We kept the kamikazes and submarines away from battleships

November 8, 2019

“I am 92. I left home when I was 16 years old and went to work in the textile mills with my sister and her husband. I joined the Navy in ’44. I went to boot camps and was sent by train to California. It took us five days. I served in the Pacific aboard a patrol craft. It didn’t have a name, just a number. It was 173 feet long with a crew of 68. We escorted convoys and patrolled to keep the kamikaze and submarines away from the battleships. We were in the last operation in Okinawa and escorted a convoy of ships to Tokyo in Japan. We were there when they signed the treaty on the Battleship Missouri.

There were a lot of air raids. When the kamikazes came in, you didn’t know where they were coming until they were there. We fired everything we could at them. It was over fast, but you had to be on continual alert for when the next one came. We were never hit, but one plane exploded after it was hit and parts ended up on our boat. They also had suicide swimmers who put explosions on their backs. They hid under anything the could while they swam out to ships to try to blow them up. We had orders to shoot at that stuff.
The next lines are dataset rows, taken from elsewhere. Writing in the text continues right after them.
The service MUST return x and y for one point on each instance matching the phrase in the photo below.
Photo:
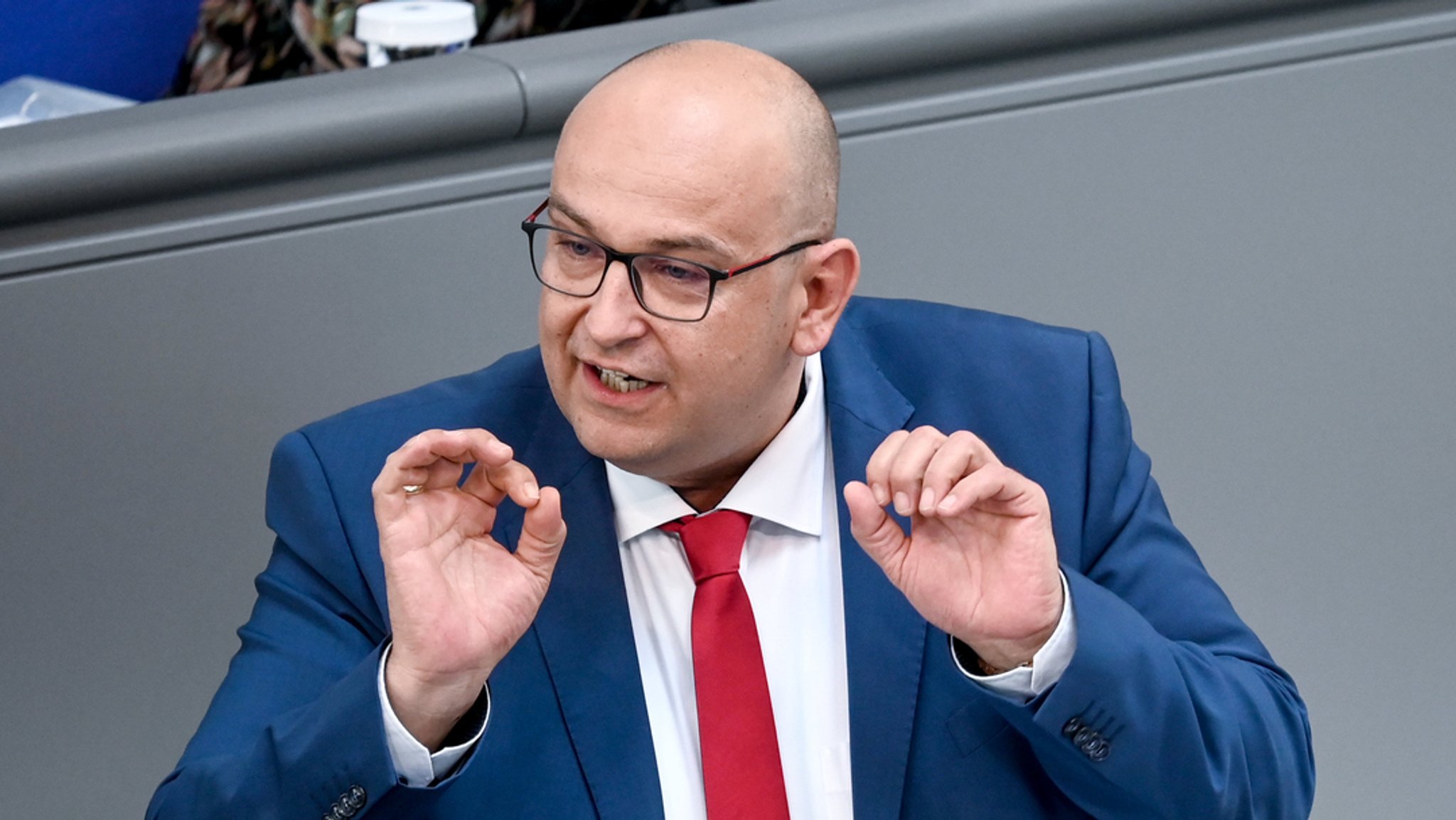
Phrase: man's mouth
(621, 382)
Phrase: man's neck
(710, 496)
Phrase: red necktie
(743, 778)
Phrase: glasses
(668, 287)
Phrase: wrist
(427, 705)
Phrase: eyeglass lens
(673, 289)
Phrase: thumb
(871, 526)
(543, 531)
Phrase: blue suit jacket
(1175, 708)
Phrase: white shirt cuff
(414, 764)
(1047, 664)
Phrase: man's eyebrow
(657, 245)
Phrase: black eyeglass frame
(715, 276)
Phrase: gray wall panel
(1261, 232)
(140, 404)
(1270, 255)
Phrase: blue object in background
(123, 47)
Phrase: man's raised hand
(458, 599)
(980, 561)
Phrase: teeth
(621, 382)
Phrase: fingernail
(928, 500)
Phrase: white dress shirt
(791, 570)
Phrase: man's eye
(676, 271)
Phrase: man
(1019, 631)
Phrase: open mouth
(621, 382)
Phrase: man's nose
(615, 314)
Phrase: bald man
(733, 543)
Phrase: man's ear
(829, 280)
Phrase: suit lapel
(586, 632)
(884, 635)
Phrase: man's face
(690, 404)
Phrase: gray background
(1257, 213)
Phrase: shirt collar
(785, 484)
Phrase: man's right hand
(458, 599)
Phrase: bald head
(729, 100)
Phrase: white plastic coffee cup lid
(415, 23)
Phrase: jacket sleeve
(296, 729)
(1171, 705)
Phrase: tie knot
(712, 541)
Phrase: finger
(543, 532)
(907, 471)
(433, 459)
(491, 484)
(997, 490)
(961, 454)
(877, 472)
(872, 528)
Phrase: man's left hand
(980, 561)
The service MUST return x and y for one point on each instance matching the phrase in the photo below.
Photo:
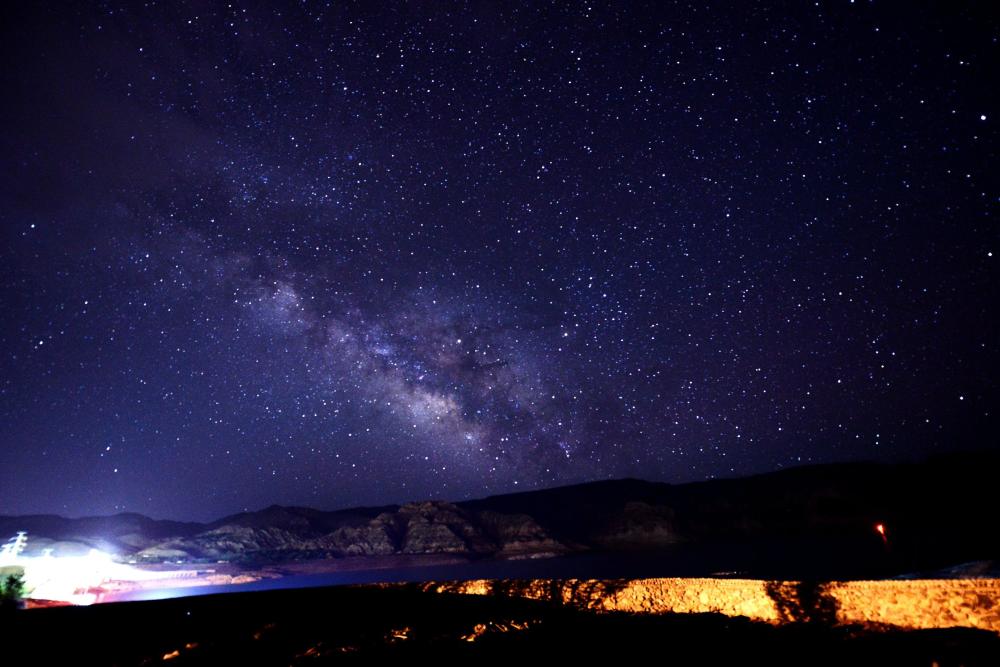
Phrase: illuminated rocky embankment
(911, 603)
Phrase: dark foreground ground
(368, 624)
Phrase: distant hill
(936, 514)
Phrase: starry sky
(335, 254)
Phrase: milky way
(336, 254)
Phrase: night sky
(356, 253)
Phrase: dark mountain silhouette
(935, 514)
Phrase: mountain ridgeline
(935, 514)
We were once headquartered at Guam and they sent us to different places. One was the Island of Yap. The women wore grass skirts and were bare from the waist up. The men wore regular clothes. The women did most of the work while the men sat around doing nothing. There was a well for water and the women walked with the wood buckets on their heads and didn’t use their hands. We tried to do it, but the buckets filled water were too heavy.
I was going to reenlist with a friend, but I met a pretty young lady and wanted to stay home a few days longer. I went her for a year and we married in September 1947. That ended my military career. We were married for 66 years until she died in 2014. After we married, I went to work in the textile mills and in a Coca-Cola bottling plant, but I felt like I wasn’t accomplishing much. I took a veterans class where I got my credits to finish high school. I went to Auburn and got my degree in ag science. I worked in Mobile with the U.S. Department of Agriculture and went on temporary assignments around the country. We tried to get rid of the Mediterranean fruit fly and the imported fire ants when they started spreading like wildfire. They came in through the Port of Mobile about 1918 and got acclimated. They took off about 1950 and spread like wildfire. We never found a solution for fire ants.
My grandson is in the Navy and he is in Guam right now. I am proud of him.”

1 Comment

  1. Dawn Bratcher

    Thank you for serving our country in so many ways! You, Sir, are an American Hero!